Am Freitag hatten Nürnberger und Vienna Insurance Group mitgeteilt, dass sie über eine Zusammenarbeit sprechen. 7Square fordert die Nürnberger nun auf, alternative Übernahmeangebote zu prüfen.Tami Holderried, Susanne Schier 13.08.2025 - 20:15 Uhr Artikel anhören
Unternehmenszentrale der Nürnberger Versicherung: Investor schießt quer. Foto: NÜRNBERGER Versicherung

Frankfurt, München. Der aktivistische Investor 7Square spricht sich gegen die Übernahme der Nürnberger Versicherung durch die österreichische Vienna Insurance Group (VIG) aus. „Wir sind überzeugt, dass ein Erwerb einer Kontrollmehrheit an der Nürnberger durch die VIG für das Unternehmen und insbesondere für die Aktionäre ausgesprochen nachteilig und wertzerstörend ist“, heißt es in einem Schreiben von 7Square an den Nürnberger-Vorstandschef Harald Rosenberger. Das Schreiben liegt dem Handelsblatt vor.

Der Verkauf sollte vom Vorstand nicht weiter unterstützt werden, fordert 7Square darin weiter. Der zum jetzigen Zeitpunkt erzielbare Wert des Eigenkapitals der Nürnberger-Gruppe betrage 1,4 bis 1,6 Milliarden Euro oder 119 bis 143 Euro je Aktie.

Am Mittwoch schloss die Aktie bei 63,80 Euro. Über den Preis, den die VIG zahlen würde, ist nichts bekannt.

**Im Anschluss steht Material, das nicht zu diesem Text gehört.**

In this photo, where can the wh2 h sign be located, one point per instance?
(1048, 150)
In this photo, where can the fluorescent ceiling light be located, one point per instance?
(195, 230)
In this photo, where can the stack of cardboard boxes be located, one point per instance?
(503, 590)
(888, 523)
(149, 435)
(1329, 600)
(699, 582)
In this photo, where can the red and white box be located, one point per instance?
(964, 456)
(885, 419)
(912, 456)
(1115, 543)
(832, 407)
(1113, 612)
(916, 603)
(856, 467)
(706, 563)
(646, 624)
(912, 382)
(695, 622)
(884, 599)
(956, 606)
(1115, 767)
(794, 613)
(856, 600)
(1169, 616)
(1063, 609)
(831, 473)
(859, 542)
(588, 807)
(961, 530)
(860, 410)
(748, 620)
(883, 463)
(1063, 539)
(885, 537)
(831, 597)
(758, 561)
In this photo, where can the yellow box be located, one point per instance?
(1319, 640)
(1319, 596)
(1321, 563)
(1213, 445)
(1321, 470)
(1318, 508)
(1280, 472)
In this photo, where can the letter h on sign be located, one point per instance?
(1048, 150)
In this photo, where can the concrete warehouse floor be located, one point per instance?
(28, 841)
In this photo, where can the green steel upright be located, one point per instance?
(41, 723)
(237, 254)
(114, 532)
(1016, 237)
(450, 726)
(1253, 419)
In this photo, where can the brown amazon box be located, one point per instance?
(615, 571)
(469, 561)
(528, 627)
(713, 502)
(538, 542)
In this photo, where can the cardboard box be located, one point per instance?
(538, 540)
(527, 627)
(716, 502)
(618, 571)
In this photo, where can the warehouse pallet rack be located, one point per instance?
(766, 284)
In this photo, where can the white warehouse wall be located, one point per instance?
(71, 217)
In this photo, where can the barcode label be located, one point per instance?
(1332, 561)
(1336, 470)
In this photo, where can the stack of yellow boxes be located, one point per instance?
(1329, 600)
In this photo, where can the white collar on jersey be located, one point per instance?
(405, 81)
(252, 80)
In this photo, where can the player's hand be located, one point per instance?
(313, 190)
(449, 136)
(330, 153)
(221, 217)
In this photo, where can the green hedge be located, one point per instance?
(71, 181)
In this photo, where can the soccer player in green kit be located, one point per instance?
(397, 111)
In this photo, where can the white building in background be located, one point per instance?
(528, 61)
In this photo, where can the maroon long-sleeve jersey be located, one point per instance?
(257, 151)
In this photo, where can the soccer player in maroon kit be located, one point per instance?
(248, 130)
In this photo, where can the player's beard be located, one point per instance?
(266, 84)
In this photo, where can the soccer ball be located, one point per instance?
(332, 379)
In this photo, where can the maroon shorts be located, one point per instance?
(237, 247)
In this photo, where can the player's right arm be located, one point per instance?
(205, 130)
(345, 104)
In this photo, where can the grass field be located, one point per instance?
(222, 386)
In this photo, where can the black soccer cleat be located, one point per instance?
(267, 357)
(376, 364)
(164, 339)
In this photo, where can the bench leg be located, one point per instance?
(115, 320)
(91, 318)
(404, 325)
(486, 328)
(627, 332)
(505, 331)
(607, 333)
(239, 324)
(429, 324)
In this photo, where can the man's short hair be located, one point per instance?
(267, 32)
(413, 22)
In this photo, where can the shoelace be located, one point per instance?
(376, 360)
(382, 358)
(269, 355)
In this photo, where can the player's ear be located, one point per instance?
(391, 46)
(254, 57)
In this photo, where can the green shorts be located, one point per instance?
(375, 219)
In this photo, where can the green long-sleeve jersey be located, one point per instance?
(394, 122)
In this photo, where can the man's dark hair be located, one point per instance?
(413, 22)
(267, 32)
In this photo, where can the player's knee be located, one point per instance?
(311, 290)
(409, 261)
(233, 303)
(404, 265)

Weder die Nürnberger noch die VIG wollten sich auf Anfrage des Handelsblatts zum Brief von 7Square äußern.

Ein aktivistischer Investor ist ein Anleger, der sich gezielt in Unternehmen einkauft, um dort Einfluss auf die Unternehmensführung und die Strategie zu nehmen – teilweise stellvertretend für Hedgefonds oder andere Investoren. 7Square hält eigenen Angaben zufolge auch Aktien und Kaufoptionen zum Erwerb von Aktien der Nürnberger.

77
Millionen Euro
Verlust fuhr die Nürnberger Versicherung im Vorjahr ein.

Bereits auf der Hauptversammlung im Mai hatte die Nürnberger angekündigt, ergebnisoffen zu prüfen, ob das Unternehmen weiterhin unabhängig bleiben soll und welche weiteren Handlungsoptionen es gibt. Hintergrund ist die aktuelle Sanierung des Unternehmens. Unter dem Strich wies der Konzern im vergangenen Jahr einen Verlust von 77 Millionen Euro aus. Im laufenden Jahr soll das Jahresergebnis wieder bei etwa 40 Millionen Euro liegen.

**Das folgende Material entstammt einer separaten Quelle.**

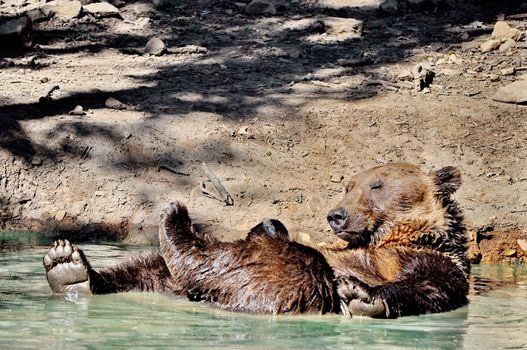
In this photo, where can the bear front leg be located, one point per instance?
(68, 271)
(427, 282)
(357, 299)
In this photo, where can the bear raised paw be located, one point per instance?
(406, 255)
(67, 269)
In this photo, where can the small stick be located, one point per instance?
(164, 165)
(225, 196)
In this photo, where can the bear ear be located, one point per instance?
(448, 179)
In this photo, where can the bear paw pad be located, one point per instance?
(67, 269)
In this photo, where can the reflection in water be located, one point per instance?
(30, 317)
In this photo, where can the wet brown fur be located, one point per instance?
(261, 273)
(407, 247)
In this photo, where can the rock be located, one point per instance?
(37, 161)
(509, 252)
(489, 45)
(36, 15)
(502, 31)
(513, 93)
(405, 75)
(508, 71)
(522, 243)
(348, 27)
(423, 75)
(114, 104)
(60, 215)
(188, 50)
(16, 32)
(260, 7)
(102, 9)
(390, 7)
(474, 254)
(494, 77)
(450, 72)
(336, 178)
(78, 111)
(244, 131)
(67, 10)
(155, 46)
(507, 45)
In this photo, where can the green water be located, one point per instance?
(31, 318)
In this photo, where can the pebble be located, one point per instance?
(260, 7)
(522, 243)
(502, 31)
(508, 71)
(489, 45)
(155, 46)
(102, 9)
(512, 93)
(336, 178)
(114, 103)
(68, 10)
(494, 77)
(15, 32)
(78, 110)
(390, 7)
(59, 216)
(507, 45)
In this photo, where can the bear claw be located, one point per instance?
(67, 270)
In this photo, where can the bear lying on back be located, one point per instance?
(406, 254)
(266, 272)
(407, 245)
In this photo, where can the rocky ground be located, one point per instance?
(108, 111)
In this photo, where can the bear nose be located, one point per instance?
(337, 218)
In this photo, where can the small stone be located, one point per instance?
(348, 27)
(450, 72)
(260, 7)
(36, 161)
(244, 131)
(102, 9)
(489, 45)
(502, 31)
(15, 32)
(336, 178)
(509, 252)
(155, 46)
(512, 93)
(507, 45)
(114, 103)
(68, 9)
(522, 243)
(304, 237)
(59, 216)
(390, 7)
(78, 110)
(508, 71)
(405, 75)
(494, 77)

Die österreichische Vienna Insurance Group hat ihren Sitz in Wien, verfügt aber auch über eine führende Marktposition in Zentral- und Osteuropa. In Deutschland ist die Gruppe mit der Interrisk Versicherung vertreten. Mit dem Einstieg bei der Nürnberger könnte der Versicherer seine Präsenz hierzulande deutlich ausweiten.

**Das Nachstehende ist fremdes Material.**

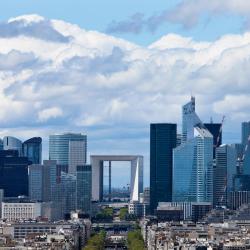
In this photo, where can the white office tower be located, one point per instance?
(12, 143)
(189, 120)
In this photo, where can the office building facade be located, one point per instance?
(68, 149)
(163, 139)
(193, 168)
(84, 188)
(13, 173)
(12, 143)
(225, 170)
(32, 149)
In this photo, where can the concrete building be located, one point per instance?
(136, 174)
(13, 211)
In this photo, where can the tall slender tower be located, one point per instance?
(163, 139)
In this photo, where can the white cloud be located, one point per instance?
(46, 114)
(92, 79)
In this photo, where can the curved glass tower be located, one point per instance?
(32, 149)
(69, 150)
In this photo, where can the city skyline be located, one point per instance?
(85, 71)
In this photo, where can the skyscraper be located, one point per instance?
(224, 172)
(189, 120)
(32, 149)
(12, 143)
(163, 139)
(42, 181)
(245, 132)
(84, 188)
(13, 173)
(36, 182)
(193, 168)
(69, 150)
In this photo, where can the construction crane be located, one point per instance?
(240, 160)
(220, 132)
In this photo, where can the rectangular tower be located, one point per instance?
(84, 188)
(163, 139)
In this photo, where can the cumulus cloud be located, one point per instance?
(46, 114)
(32, 26)
(96, 80)
(187, 13)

Warum die Nürnberger nur mit der VIG kooperieren will

Der Grund, warum man ausschließlich Gespräche mit den Wienern führen wolle, seien „insbesondere die strategischen Optionen, die finanziellen Investmentindikatoren und die Zusagen zur Standortsicherung sowie zum Erhalt der Marke und Identität“ der Nürnberger, hatte der Konzern am Freitag mitgeteilt. Aus Branchenkreisen erfuhr das Handelsblatt, dass bei der Suche nach einem Partner allerdings auch Jobgarantien – vor allem für die Vorstände – eine Rolle gespielt haben dürften.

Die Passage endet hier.